高血圧・高血糖・高脂血などの生活習慣病対策に
『サイクリング(サイクル運動機器)』

サイクリング(フィットネスバイク)』は基本的に有酸素運動です。 サイクリング運動中に取り入れた酸素が脂肪と結びついてエネルギーを生み出すため、 高血圧・高血糖・高脂血などの生活習慣病対策やダイエットなどに効果的です。 サイクリングは、楽しく誰でも何処でもできるので、比較的取り組みやすい運動だといえます。


■手軽な運動「サイクリング」

手軽な運動としては、「サイクリング」「ウォーキング」「ジョギング」「スイミング」などがあります。 スイミングは全身の筋肉を動かす理想的なスポーツですが、場所や回数が限られてしまうのが難点。 ウォーキングやジョギングは、足だけで全身の体重を支えるため、腰やひざに強い負担をかけてしまいます。 そこでお勧めなのが『サイクリング』。 体重が手足とおしりの3ヶ所に分散するため、かかる負担が集中しません。 また、サイクリングは、楽しく誰でも何処でもできるので、比較的取り組みやすい運動だといえます。

●健康効果を高める乗り方

サイクリングは基本的に有酸素運動です。 サイクリング運動中に取り入れた酸素が脂肪と結びついてエネルギーを生み出すため、ダイエット効果が望めます。 中には競輪選手のように足が太くなるのではと心配する人がいるかもしれませんが、 競輪選手が鍛える筋肉は短期間にエネルギーを放出するためのもので、足に隆起して付くのが特徴です。 逆にゆっくり走るサイクリングでは持久力を支える引き締まった筋肉を鍛えます。

サイクリングは、1回30分程度、週2回続けるのが最低ラインです。 ダイエットなどへの即効性を期待して、急に無理な負担を体にかけるのは禁物です。 サイクリングでは、会話ができるペースを保ちながら、徐々に体を慣らしていくようにします。 余裕が出てきたら運動量を見直しましょう。
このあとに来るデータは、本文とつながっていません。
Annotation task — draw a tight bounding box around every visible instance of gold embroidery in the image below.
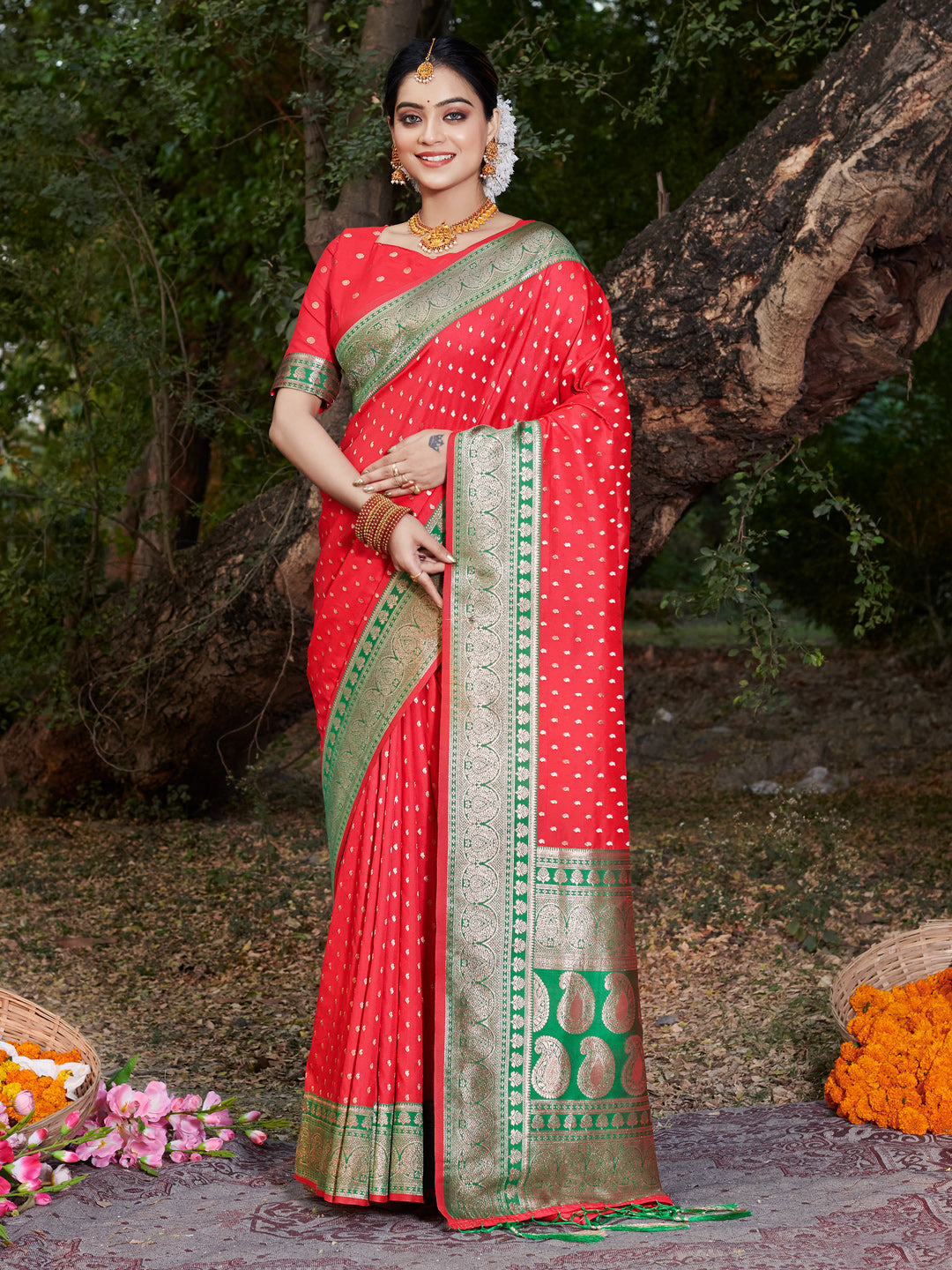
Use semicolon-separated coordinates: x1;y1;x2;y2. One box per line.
602;973;638;1033
577;1036;614;1099
294;1094;424;1199
556;970;595;1035
532;1036;572;1099
622;1036;647;1097
271;353;340;405
532;973;550;1031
ポイントは1回あたりの乗車時間を変えずに、 回数から増やしていくことです。 基本的なことですが、サイクリングでは、自分にあった自転車選びも欠かせません。 正しい乗り方を含め、自転車専門店などに相談してみるとよいでしょう。


●自転車の乗り方

自転車は誰でも幼いころから乗りなれているため、乗り方にその人の癖が出てしまいます。 そのため、サイクリング後に腰やおしりの痛みを訴える人が意外に多いようです。 まずは、初心に帰って正しい乗り方を学びましょう。

▼片足を伸ばしてサドルを固定する
どのタイプの自転車でも、基本的な乗り方は変わりません。
最初はサドルの高さを決めます。下げきったペダルに片足を乗せ、足が伸びきる位置で固定します。 低すぎると足を十分に伸ばせず、自転車に伝わる力が弱くなり、高すぎるとひざに余計な負担をかけてしまいます。

▼サドルに坐骨をつけて座るように意識する
次にサドルへの座り方。
サイクリング運動後に、股が痛くなる人がいますが、これはおしりで何となく座っているためです。 ポイントはサドルに坐骨をつけて座るように意識すること。 ハンドルに手を掛けると、股がサドルから若干浮くのがわかるはずです。 この状態なら、サイクリング運動後に股がすれて痛くなることはありません。

▼抵抗を感じないギアで乗る
速度を切り替えるギアの使い方にもコツがあります。
短時間で運動量を増やしたいと、サイクリング運動中に重いギアばかり使う人は、足に負担をかけているだけです。 抵抗を感じない程度の重さのギアで走った方が、その分足を多く動かすためダイエット効果は高くなります。

●自転車の選び方

サイクリングに適した自転車は、車輪の直径がロードレース用の自転車くらいあって、 タイヤがマウンテンバイクのように太い「クロスバイク」です。 直径が大きいから乗っていても楽で、太いタイヤで安定感もあります。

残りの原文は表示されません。